LINCOLN — Fans can thank Garth Brooks for a couple of things: bringing more than 80,000 people together in August for the first time since the pandemic began — and letting them sip a beer in Memorial Stadium to note the occasion.
The Lincoln City Council on Monday approved a special designated license allowing Premier Catering to sell alcohol in Memorial Stadium during Brooks’ Aug. 14 concert for what could well be the first time.
There’s no alcohol allowed in the stadium on game days, and it will be only the second time the stadium has been a concert venue. No officials interviewed could remember whether alcohol was sold during 1987’s Farm Aid concert, though it seems unlikely. Larry the Cable Guy’s performance there in 2009 did not include alcohol sales.
“The decision was made to request alcohol sales for this specific event, in coordination with those organizing the concert,” a UNL spokesperson said in an email. “It has no bearing on the sale of alcohol at Husker Athletic events.”
Concerts at Pinnacle Bank Arena include the sale of alcohol, but that’s typically for a crowd of about 15,000 people. This performance will draw more than five times that many.
The special license, which allows the catering company to sell beer, wine and distilled spirits, still must be approved by the Nebraska Liquor Control Commission, but such approvals are typically routine and don’t require a hearing.
Hobert Rupe, executive director of the commission, said he will have a couple of meetings with the catering company officials and his staff to work through some of the challenges of security, alcohol storage and training because of the large number of people expected. But he doesn’t plan to hold a full hearing.
The commission has approved such special licenses for events that have served that many people over a matter of days, but not in one day, he said.
“Because it’s unique, we’ll take a little deeper dive,” Rupe said. “It’s sort of out of the blue because we’ve never had a (special designated license) for 90,000 people before.”
Scott Parker, a liquor investigator for the Lincoln Police Department and the city, said the city hasn’t had an event of this magnitude that includes alcohol sales, so there have been lots of meetings to work through the details and make sure that it goes smoothly and that everyone is safe.
“This is kind of a trial run,” he said. “We are kind of inventing the wheel here to make sure this goes off without a hitch. It’s not a Husker game day, but it’s going to look like one.”
Tom Lorenz, general manager of Pinnacle Bank Arena, said he and one other person who trains managers will help train servers and sellers. Typically, servers take the training online — and many of the Premier staff have done so and are experienced — but because of the number of servers needed, they will help.
The training teaches servers skills such as how to make sure that IDs are legitimate and how to recognize obvious signs of intoxication, he said.
Council members unanimously passed the resolution for the special designated license with no discussion, as well as a similar license for Blur Parties, an event company that plans to set up a space in a large parking lot near Ninth and T Streets across the street from the stadium.

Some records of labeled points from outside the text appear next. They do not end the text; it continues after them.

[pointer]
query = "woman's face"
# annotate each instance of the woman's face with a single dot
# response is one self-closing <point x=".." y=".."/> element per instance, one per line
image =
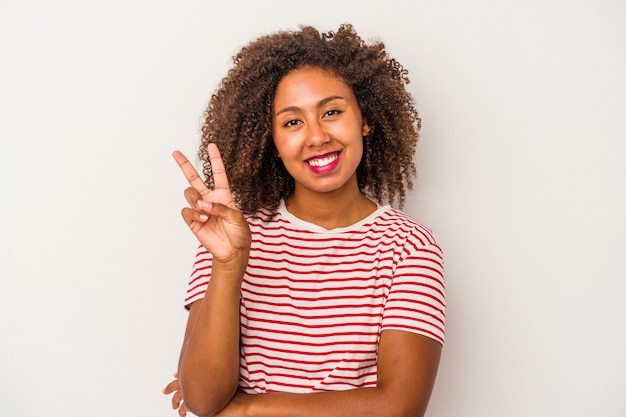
<point x="318" y="130"/>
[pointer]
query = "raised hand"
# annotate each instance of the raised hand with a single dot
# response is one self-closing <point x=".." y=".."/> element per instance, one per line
<point x="214" y="218"/>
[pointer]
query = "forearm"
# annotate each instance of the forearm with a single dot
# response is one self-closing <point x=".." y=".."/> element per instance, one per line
<point x="362" y="402"/>
<point x="209" y="362"/>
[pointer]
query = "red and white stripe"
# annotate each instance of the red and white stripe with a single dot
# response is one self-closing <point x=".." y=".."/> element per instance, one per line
<point x="314" y="301"/>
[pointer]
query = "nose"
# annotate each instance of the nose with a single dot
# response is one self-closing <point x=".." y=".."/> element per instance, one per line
<point x="316" y="134"/>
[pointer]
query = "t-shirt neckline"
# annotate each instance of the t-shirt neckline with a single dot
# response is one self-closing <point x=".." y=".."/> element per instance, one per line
<point x="282" y="209"/>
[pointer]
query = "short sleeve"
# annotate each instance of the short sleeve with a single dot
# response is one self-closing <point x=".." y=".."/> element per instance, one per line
<point x="416" y="301"/>
<point x="200" y="276"/>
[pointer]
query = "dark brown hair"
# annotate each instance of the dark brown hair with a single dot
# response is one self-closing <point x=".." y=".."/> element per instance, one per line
<point x="239" y="115"/>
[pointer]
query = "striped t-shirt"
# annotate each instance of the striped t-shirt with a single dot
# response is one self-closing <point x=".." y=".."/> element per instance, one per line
<point x="314" y="301"/>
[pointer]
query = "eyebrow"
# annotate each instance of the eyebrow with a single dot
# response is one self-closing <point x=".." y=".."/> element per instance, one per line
<point x="320" y="104"/>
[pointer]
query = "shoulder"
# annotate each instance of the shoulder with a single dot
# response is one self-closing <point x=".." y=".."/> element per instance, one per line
<point x="405" y="226"/>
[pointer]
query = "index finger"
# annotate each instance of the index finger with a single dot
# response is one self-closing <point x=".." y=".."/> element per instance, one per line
<point x="220" y="180"/>
<point x="190" y="173"/>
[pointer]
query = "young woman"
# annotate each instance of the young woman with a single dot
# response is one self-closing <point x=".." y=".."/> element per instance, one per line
<point x="310" y="294"/>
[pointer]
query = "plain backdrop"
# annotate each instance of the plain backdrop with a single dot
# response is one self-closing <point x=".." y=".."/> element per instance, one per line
<point x="521" y="177"/>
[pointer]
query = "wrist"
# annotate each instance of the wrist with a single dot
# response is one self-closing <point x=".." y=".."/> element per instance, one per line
<point x="234" y="266"/>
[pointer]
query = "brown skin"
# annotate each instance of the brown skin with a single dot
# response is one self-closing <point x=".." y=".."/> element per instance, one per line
<point x="376" y="148"/>
<point x="239" y="115"/>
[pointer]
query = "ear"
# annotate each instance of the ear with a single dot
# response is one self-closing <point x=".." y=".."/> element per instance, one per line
<point x="366" y="128"/>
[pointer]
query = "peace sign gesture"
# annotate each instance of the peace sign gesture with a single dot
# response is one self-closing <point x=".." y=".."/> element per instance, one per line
<point x="213" y="217"/>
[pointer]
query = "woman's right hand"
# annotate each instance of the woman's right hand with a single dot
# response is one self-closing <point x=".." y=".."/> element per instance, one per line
<point x="213" y="216"/>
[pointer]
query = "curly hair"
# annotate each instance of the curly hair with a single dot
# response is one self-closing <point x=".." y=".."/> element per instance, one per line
<point x="239" y="115"/>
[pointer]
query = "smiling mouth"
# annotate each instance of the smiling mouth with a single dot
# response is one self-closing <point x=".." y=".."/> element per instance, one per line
<point x="323" y="161"/>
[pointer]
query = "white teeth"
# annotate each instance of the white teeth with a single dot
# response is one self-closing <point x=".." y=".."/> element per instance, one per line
<point x="321" y="162"/>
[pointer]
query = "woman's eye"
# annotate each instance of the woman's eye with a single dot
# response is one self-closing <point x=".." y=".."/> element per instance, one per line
<point x="331" y="113"/>
<point x="293" y="122"/>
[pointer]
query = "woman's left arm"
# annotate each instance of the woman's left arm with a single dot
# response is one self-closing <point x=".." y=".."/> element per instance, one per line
<point x="407" y="368"/>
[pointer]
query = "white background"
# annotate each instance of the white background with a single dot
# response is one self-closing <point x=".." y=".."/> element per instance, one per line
<point x="521" y="176"/>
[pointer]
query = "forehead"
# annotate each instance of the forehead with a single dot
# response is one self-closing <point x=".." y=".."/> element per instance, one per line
<point x="308" y="84"/>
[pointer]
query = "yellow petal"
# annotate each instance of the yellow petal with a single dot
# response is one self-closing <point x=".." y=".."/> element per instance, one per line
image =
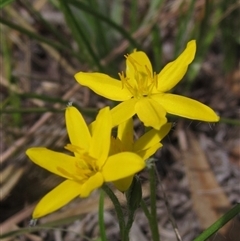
<point x="125" y="134"/>
<point x="123" y="112"/>
<point x="138" y="62"/>
<point x="150" y="113"/>
<point x="77" y="129"/>
<point x="186" y="107"/>
<point x="145" y="154"/>
<point x="151" y="138"/>
<point x="101" y="134"/>
<point x="57" y="198"/>
<point x="55" y="162"/>
<point x="91" y="184"/>
<point x="103" y="85"/>
<point x="122" y="165"/>
<point x="174" y="71"/>
<point x="123" y="184"/>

The company often holds private corporate events during Husker games in the same location.
Because the concert isn’t on a game day, Blur Parties can invite the public, Parker said. Stacy Leners of Blur Parties told the council that the company will sell as many prepurchased tickets as possible. Wristbands will be used to clearly identify minors at the event, which will include TVs, food, lawn games and other entertainment.
Lorenz said venues of similar size across the country serve alcohol, and it’s not anything highly unusual. What’s unique is having a concert like this at Memorial Stadium.
“The idea of being able to have some alcohol available for a unique circumstance is an appropriate opportunity to go with a country concert,” he said.